Controlling The Search Engine Spiders

Most, but not all, blog owners eagerly anticipate the arrival, upon their blog, by the search engine spiders.

The spiders come to index your blog, when the search engines recognise your blog's existence in the Blogosphere.

For those blog owners who don't want their blogs indexed, Blogger provides the settings, in Settings - Basic - Privacy, "Add your blog to our listings?" (for internal Blogger spiders, and Blogger links) and "Let search engines find your blog?" (for external spiders).

The privacy settings control the content of the "robots.txt" file in the blog.

The spiders, when well behaved, read "robots.txt" for instructions.

The spiders, when interested, read "robots.txt" for instructions. You can modify "robots.txt", using the dashboard "Search preferences" wizard.

You make the privacy settings changes, and let Blogger maintain "robots.txt" on your behalf. Alternately, you can use "Settings" - "Search preferences", if you are daring.

These settings are at the blog level - one setting affects the entire blog. If you would like only a part of the blog protected, make a second blog (blogs are free), and include one blog in the other. If you would like specific URLs protected, use the URL removal tool in Google Webmaster Tools.

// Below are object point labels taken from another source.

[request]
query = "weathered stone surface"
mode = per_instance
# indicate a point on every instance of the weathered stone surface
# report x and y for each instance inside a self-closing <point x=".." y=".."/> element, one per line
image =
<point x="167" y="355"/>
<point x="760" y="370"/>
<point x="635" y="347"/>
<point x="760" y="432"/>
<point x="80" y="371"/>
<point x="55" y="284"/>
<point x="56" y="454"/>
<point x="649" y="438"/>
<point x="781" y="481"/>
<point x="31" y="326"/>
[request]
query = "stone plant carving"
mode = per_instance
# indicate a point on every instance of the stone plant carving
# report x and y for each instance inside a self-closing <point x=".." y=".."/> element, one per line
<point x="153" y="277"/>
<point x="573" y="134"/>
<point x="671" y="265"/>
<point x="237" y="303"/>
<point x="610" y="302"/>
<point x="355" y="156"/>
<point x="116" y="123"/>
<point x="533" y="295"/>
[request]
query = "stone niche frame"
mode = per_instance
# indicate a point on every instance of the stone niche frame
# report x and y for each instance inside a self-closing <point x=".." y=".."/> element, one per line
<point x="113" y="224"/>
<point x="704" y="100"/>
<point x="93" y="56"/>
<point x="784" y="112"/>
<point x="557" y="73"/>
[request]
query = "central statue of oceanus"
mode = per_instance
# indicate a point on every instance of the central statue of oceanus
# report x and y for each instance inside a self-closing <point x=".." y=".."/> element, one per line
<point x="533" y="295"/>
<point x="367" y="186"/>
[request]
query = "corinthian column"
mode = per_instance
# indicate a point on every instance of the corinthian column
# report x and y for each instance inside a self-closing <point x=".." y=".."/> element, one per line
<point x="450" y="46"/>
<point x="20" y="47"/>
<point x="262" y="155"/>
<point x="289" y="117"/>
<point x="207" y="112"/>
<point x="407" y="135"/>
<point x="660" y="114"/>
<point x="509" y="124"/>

Read "Search Console" reports carefully, and learn the meanings.

If you use Google Webmaster Tools / Search Console, maybe to add a sitemap or otherwise analyse or maintain your blogs search engine relationship, you may see some interesting details
URL restricted by robots.txt (http://myblog.blogspot.com/search/label/mylabel)
and you'll generally have one of these notations for each label in the blog.

Those restrictions are normal. All label searches are restricted, so the search engines won't detect the label searches as containing duplicate content. Your blog shouldn't depend upon label searches for your readers to find each post.

Some search engines will index private blogs.

Interestingly, I note that the search engines can have access to blogs that require permission to read. Private blogs can't have blog feeds, but the search engines can still index them. The "robots.txt" file is advisory only; search engines may honour the files directives, or they may ignore the directives.

Comments

Aussie Golfing said…
Thanks for the answer
Hoe kan ik al dat bezoek van volgende blogs blokken? Men kan mijn blog helemaal niet lezen en ik krijg een vals beeld van de echte bezoekers.
Pratik Jain said…
User-agent: Mediapartners-Google
Disallow:

User-agent: *
Disallow: /search
Allow: /

Sitemap: http://jprogramming0509.blogspot.com/feeds/posts/default?orderby=UPDATED

This is my robots.txt content.
2 of my URLs are blocked.How to remove it..??
Chuck Croll said…
Pratik,

Your posts are indexed using the main page / post pages URLs.

If posts were also indexed using label searches, you would have the same content being indexed under two different URLs. This would look like duplicated content, to the search engines. Both the indexing using main page / post pages, and using label searches, would be penalised.

Do not remove the "robots.txt" code - that code prevents indexing using label searches - and that is to your benefit.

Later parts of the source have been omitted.